While the crowds had been parting to allow James’s party through without issue, many of the sapients filling the halls of Tortuga had then proceeded to follow the humans to see what happened. Everyone knew there was going to be trouble; it was only a question of who found the gear and the guts to stand up to five suits of power armor first.
Somehow, James wasn’t surprised that someone on Tortuga managed to find a matching set of five power-armored thugs. What surprised him was the realization that the occupants of said armor were Frole, a sentient fungal race he’d never seen be anything but calm and curious.
On the other hand, the fact that most of the Frole he’d met were pirates or ex-pirates should have said something about the species.
“I am Phokei,” the central armored figure said. His translated voice was flat—he’d turned off the emotion-translating aspect of the device, and with his natural voice concealed inside the armor, there was no way for James’s to pick it up.
“Nine and twelve buds of my blooming were cut short at Orsav by your Captain,” Phokei told him. “You shall be the first of her blooming to pay recompense with eternity!”
That mouthful of idiom took James a moment to process—but the threat was clear immediately. The Frole grunts had followed the normal Crew expectation—it wasn’t really a rule—not to bring plasma weapons aboard Tortuga, but the heavy high-velocity rifles with their armor-piercing rounds they carried were probably a bigger threat to the station’s integrity.
Less so if they went through James’s people’s power armor, but that wasn’t something he was planning on allowing.
Frole weren’t a particularly slow race, and power armor enhanced their speed. Phokei’s men were probably trained soldiers—but James’s people, human and Rekiki alike at this point, were Special Space Service, run through the most grueling training humanity could envision.
James’s own plasma pistol was in
his hand before Phokei had finished raising his own weapon. A short-range wireless link fed the pistol’s sights to contacts he was wearing, and he opened fire from the hip, three bolts of superheated plasma hitting the Frole’s weapon and the chestplate covering the fungoid’s braincase.
At this range, even the somewhat underpowered hand weapon burnt through the power armor with ease.
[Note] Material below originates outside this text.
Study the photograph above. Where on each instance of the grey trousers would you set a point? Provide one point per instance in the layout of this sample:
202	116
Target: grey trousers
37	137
Phokei was dead before he finished raising his weapon—and his followers suffered the same fate at the hands of James’s troopers.
They hadn’t even fired a shot.
James turned to face the crowd, the mix of a dozen sentient races wavering back in fear now.
“We are not here to cause trouble,” he told them. “We are here to do business. I promised the Crew we wouldn’t start anything, but I swear to you on my family’s honor, I will by God finish anything anyone else cares to start.
“Warn your friends. The Terrans are here and we will not be fucked with.”
#
Either Ondu’s bar was doing horrible business these days, or the scene outside had sent any customers running for an exit. The tables and chairs filling the converted cargo container were empty, the only occupant of the room the twelve-armed, octopus-like alien bartender.
“Ik!It,” James greeted that worthy softly. “We’re here to speak to your boss. Is there going to be any trouble?”
“None you don’t bring with you,” the alien snapped. “You seem to have brought enough.”
“I didn’t start that,” James replied. “I don’t plan on starting anything here. Going to make me change my mind?”
Black eyes met his, empty voids he couldn’t read as Ik!It stared at him in silence for ten seconds. Fifteen.
“Power-armored grunts stay here,” he finally allowed. “You and Captain Kurzman can go through. You’ll have to surrender your guns, especially that plasma pistol of yours.”
“I understand the drill, Ik!It,” the Guardsman told him. “I also understand that surrendering our weapons means you are responsible for our safety.”